The CDC guidelines are now being updated, but clearly contain the flexibility factor the IOM found lacking in the OSHA regulation.

"Those guidelines in 1994 were closer to what we were looking for," says Walter Hierholzer, MD, chairman of the IOM panel that reviewed the TB standard. "There should be some opportunity for very low-risk hospitals to have a much more constrained control program than very high-risk hospitals." For example, the OSHA standard did not tie infection control measures to risk levels like the CDC guideline system, he notes. "The 1994 CDC guidelines had a five-level risk standard. You modified your control program based on the risk you found. Since the risk is so widely varied in the country geographically, and within some worker classes in the hospital industry, we thought that it was reasonable that that ought to appear in a new OSHA standard."

To address such concerns, OSHA could — as many suggested from the onset of the protracted debate — use its "general duty" regulatory authority to simply enforce regularly updated TB guidelines by the CDC. "They still have
their general duty clause which they can apply," Hierholzer says.

Hedrick suggested the same thing in his OSHA testimony, and even developed a checklist to help OSHA accomplish the task. "The CDC said from the beginning that this is a work in progress and guidelines will change as the science and the disease change," he says.

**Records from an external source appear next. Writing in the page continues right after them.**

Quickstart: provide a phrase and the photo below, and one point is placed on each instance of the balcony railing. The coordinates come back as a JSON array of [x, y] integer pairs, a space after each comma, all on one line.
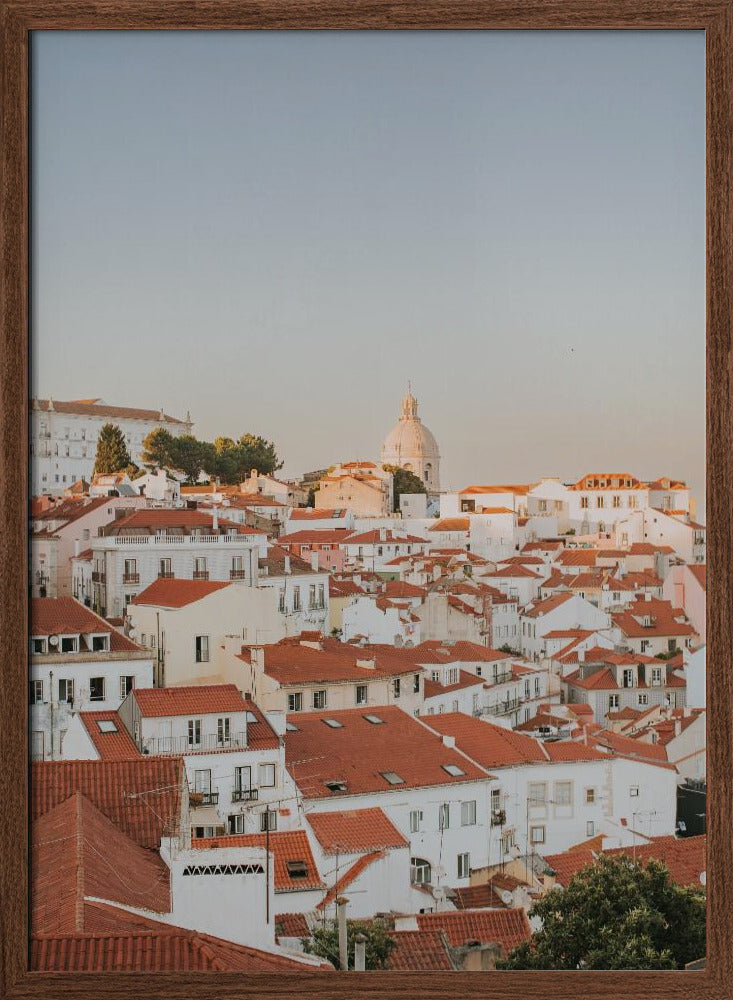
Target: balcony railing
[[179, 745], [244, 795], [203, 799]]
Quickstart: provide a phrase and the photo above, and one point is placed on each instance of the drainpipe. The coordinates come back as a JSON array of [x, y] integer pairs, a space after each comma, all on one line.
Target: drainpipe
[[343, 940]]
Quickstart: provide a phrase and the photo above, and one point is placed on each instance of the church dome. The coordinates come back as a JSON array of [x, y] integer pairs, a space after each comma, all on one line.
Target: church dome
[[412, 446]]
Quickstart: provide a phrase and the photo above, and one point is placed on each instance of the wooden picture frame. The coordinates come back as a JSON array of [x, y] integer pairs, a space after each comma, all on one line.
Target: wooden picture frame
[[19, 18]]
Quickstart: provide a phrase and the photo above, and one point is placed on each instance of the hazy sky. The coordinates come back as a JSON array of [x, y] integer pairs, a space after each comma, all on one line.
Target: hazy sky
[[276, 230]]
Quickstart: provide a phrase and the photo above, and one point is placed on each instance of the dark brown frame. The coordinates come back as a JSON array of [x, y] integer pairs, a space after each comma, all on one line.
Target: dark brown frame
[[19, 17]]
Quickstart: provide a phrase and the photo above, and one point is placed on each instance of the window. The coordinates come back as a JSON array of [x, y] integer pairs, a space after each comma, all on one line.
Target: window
[[537, 794], [235, 824], [268, 821], [266, 775], [127, 683], [66, 690], [420, 873], [416, 816], [468, 813], [563, 793], [194, 732], [96, 689], [391, 778]]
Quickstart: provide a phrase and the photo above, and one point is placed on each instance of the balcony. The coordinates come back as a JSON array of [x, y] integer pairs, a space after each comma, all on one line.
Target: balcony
[[179, 745], [203, 799], [244, 795]]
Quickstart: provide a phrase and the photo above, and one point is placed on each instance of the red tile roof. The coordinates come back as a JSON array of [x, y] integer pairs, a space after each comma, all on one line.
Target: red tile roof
[[359, 753], [286, 846], [355, 831], [420, 951], [178, 593], [489, 745], [349, 876], [66, 616], [142, 797], [117, 745], [507, 928], [204, 699], [79, 852]]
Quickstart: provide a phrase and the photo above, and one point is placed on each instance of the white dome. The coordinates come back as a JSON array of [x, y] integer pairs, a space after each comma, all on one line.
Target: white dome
[[412, 446]]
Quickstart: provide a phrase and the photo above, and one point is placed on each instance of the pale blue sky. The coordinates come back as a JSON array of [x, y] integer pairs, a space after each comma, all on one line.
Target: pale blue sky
[[276, 230]]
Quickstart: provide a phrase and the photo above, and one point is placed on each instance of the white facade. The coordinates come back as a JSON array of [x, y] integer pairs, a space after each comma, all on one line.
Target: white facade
[[64, 438]]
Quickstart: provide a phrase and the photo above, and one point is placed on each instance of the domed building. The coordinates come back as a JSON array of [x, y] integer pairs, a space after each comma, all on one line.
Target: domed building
[[411, 446]]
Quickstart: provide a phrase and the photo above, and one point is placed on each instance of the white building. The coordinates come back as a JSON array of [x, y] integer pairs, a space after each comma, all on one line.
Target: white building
[[77, 662], [64, 437]]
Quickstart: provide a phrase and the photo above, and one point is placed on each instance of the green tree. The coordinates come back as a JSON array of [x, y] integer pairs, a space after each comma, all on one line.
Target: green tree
[[112, 454], [159, 449], [616, 914], [404, 481], [379, 945]]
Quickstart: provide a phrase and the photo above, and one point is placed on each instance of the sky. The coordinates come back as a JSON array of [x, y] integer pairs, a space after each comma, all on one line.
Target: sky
[[277, 230]]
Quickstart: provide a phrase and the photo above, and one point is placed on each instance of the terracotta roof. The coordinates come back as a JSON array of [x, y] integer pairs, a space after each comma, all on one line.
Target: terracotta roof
[[451, 524], [93, 408], [79, 852], [355, 831], [142, 797], [165, 949], [505, 927], [204, 699], [116, 745], [489, 745], [349, 876], [177, 593], [540, 608], [66, 616], [359, 753], [286, 847], [420, 951]]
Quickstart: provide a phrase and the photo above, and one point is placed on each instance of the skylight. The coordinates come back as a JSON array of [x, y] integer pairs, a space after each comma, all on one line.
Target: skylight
[[392, 778], [453, 770]]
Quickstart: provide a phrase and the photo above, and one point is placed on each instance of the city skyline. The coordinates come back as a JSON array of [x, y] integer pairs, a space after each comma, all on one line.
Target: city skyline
[[307, 223]]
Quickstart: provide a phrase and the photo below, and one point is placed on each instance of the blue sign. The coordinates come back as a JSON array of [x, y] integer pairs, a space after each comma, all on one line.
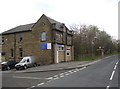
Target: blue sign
[[43, 36], [44, 46]]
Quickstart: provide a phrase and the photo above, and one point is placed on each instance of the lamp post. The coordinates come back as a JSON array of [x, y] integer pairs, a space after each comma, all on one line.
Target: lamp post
[[102, 51], [93, 44]]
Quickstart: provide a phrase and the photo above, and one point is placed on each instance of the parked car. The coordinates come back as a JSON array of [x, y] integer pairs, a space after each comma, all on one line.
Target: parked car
[[7, 65], [26, 62]]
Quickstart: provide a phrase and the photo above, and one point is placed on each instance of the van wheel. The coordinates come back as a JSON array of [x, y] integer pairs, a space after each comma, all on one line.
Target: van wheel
[[17, 68], [25, 67], [35, 65]]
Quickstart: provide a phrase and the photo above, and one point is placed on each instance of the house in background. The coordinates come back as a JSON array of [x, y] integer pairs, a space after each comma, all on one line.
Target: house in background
[[49, 40]]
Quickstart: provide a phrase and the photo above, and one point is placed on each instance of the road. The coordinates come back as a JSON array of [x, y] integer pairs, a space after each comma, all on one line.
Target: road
[[101, 74]]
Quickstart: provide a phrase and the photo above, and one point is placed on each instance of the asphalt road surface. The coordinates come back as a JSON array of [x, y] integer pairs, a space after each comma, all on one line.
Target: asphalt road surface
[[101, 74]]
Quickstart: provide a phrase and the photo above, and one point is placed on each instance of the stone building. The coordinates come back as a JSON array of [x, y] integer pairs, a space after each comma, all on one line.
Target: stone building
[[49, 40]]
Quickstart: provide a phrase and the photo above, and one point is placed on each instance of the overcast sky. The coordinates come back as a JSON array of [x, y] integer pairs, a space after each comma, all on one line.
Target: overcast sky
[[102, 13]]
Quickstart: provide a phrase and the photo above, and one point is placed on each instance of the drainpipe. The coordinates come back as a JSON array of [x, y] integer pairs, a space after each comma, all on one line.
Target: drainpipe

"The [OSHA] document was inflexible, so we were trying to get them to use CDC guidelines."

While OSHA has taken an independent path in the past, working closely with the CDC may now be the best way for the labor agency to effectively address TB in health care settings, adds Katherine West, MSEd, CIC. West deals frequently with OSHA compliance issues as a consultant with Infection Control/Emerging Concepts based in Manassas, VA. "OSHA is not a medical entity; it is an industry-safety entity," she says. "This is a domain that I’ve never felt [it was] extremely knowledgeable about or comfortable even being in. Is it turfdom? I don’t know. But it would be a great if they worked together on this. It would be good for [OSHA]."

Still, proponents of the proposed standard, such as Borwegen, argue that even should OSHA take such a route, its general duty clause is "a paper tiger" that is much harder for the agency to enforce than a specific standard. "It’s very resource intensive," he says. "OSHA doesn’t have the resources and lawyers in place to litigate a lot of general duty clause citations, and I don’t think using the general duty clause is going to get the infection control practitioners the resources they need to deal with the problem."

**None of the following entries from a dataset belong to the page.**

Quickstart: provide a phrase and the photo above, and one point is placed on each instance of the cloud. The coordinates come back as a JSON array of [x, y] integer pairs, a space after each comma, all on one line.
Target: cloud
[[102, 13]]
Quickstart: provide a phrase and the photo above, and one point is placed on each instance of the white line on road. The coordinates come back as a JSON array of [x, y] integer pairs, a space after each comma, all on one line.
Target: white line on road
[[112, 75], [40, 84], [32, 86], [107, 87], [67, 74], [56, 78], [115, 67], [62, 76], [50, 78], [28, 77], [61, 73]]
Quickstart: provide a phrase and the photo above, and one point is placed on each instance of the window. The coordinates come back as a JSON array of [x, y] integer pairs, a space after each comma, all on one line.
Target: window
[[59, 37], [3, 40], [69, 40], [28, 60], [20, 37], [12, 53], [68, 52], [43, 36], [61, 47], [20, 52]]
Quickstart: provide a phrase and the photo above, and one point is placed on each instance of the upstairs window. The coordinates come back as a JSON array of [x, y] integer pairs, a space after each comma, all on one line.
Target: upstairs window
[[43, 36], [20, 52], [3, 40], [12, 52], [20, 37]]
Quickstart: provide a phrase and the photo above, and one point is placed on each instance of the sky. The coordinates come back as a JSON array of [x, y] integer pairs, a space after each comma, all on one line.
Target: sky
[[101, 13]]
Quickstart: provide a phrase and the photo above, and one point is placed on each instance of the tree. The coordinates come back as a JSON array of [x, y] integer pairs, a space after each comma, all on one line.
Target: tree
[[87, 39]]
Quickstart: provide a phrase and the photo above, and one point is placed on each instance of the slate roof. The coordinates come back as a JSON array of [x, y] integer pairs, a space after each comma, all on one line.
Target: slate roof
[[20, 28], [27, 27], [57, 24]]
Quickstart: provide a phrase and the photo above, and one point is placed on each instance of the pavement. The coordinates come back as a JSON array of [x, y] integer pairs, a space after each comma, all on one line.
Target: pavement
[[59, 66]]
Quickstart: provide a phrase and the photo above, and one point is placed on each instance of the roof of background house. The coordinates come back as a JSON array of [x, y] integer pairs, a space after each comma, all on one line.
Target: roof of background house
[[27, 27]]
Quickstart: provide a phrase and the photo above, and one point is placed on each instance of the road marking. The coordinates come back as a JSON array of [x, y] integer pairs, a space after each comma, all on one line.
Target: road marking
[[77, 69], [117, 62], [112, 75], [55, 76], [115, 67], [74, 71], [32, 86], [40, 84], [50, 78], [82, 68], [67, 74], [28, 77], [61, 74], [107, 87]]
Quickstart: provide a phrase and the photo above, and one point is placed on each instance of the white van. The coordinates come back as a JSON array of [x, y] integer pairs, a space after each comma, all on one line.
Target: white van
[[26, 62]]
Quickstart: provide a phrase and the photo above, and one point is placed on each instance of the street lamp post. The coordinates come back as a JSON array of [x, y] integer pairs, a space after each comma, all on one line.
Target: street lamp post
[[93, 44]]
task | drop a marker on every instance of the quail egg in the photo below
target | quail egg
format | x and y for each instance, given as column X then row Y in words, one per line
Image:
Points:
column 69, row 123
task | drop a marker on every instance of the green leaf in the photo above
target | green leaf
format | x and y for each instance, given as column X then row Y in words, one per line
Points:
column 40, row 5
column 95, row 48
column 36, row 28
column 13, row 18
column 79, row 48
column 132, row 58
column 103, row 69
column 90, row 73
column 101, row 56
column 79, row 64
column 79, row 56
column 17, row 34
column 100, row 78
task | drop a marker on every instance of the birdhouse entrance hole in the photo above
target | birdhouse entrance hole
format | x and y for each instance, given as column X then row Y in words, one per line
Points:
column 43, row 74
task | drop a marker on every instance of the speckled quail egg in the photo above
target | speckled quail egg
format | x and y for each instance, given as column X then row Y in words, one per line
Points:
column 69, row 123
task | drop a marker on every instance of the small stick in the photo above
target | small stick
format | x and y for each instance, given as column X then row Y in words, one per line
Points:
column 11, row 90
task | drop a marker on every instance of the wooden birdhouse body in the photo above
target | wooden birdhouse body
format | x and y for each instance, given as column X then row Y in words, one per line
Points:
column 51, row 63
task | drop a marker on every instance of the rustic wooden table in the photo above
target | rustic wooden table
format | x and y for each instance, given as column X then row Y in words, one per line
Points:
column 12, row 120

Borwegen has long argued that a TB standard would help ICPs get funding for their programs. Unconvinced, ICPs are now calling for OSHA to finally throw in the towel on the issue, particularly since TB is in steep decline in much of the nation.

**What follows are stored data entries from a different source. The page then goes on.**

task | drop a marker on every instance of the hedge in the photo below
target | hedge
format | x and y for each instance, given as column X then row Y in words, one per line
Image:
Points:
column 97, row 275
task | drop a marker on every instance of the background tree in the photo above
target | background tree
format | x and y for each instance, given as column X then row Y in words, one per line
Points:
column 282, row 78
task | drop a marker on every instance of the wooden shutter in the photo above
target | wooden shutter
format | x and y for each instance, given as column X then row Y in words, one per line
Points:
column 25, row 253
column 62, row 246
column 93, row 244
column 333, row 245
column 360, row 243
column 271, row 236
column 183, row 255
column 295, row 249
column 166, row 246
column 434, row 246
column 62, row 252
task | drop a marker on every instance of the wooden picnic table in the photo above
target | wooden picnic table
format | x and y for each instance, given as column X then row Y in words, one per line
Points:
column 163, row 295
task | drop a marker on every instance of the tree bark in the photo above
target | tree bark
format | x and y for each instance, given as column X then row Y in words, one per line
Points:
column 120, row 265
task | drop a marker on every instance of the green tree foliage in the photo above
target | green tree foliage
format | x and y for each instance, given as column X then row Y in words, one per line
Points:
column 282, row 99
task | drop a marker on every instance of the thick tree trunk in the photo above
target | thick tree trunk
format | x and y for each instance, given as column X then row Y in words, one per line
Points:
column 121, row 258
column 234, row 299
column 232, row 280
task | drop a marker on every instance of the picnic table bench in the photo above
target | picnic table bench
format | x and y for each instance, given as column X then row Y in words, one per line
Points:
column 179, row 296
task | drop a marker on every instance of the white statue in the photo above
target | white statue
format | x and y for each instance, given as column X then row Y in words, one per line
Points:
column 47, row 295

"I feel very strongly that they should drop it," says Susan Kraska, RN, CIC, an ICP at Memorial Hospital in South Bend, IN. "I am no more interested in having TB spread in my organization than the next person, but I have criteria that I have established based on what the TB incidence is in our community. Now did we all need an awakening and a kick in the pants? Of course, but do we now have to put people through fit-testing and spend money for N-95 respirators and HEPA filtered masks? It goes beyond what is necessary to control it."

Instead, she recommends that scarce health care dollars should go toward less expensive but effective interventions such as education geared toward rapid case identification, treatment, and patient isolation.

"I am hoping that common sense and logic will prevail," Kraska says. "It so infrequently does in the political arena. But I am hoping that the legislators are wise enough to know that if we are going to [preserve] health care dollars to do the most good, let the people who know how to stop communicable disease do their job. Don’t impede our ability to get that job done by adding additional tasks and expenses that are not necessary."

(Editor’s note: The full IOM report has been posted on your HIC subscriber Web site at www.HIConline. com.)

References

1. 62 Fed Reg 54,160-54,307 (Oct. 17, 1997).

2. Centers for Disease Control and Prevention. Guidelines for preventing the transmission of Mycobacterium tuberculosis in health care facilities, 1994. MMWR 1994; 43:1-133.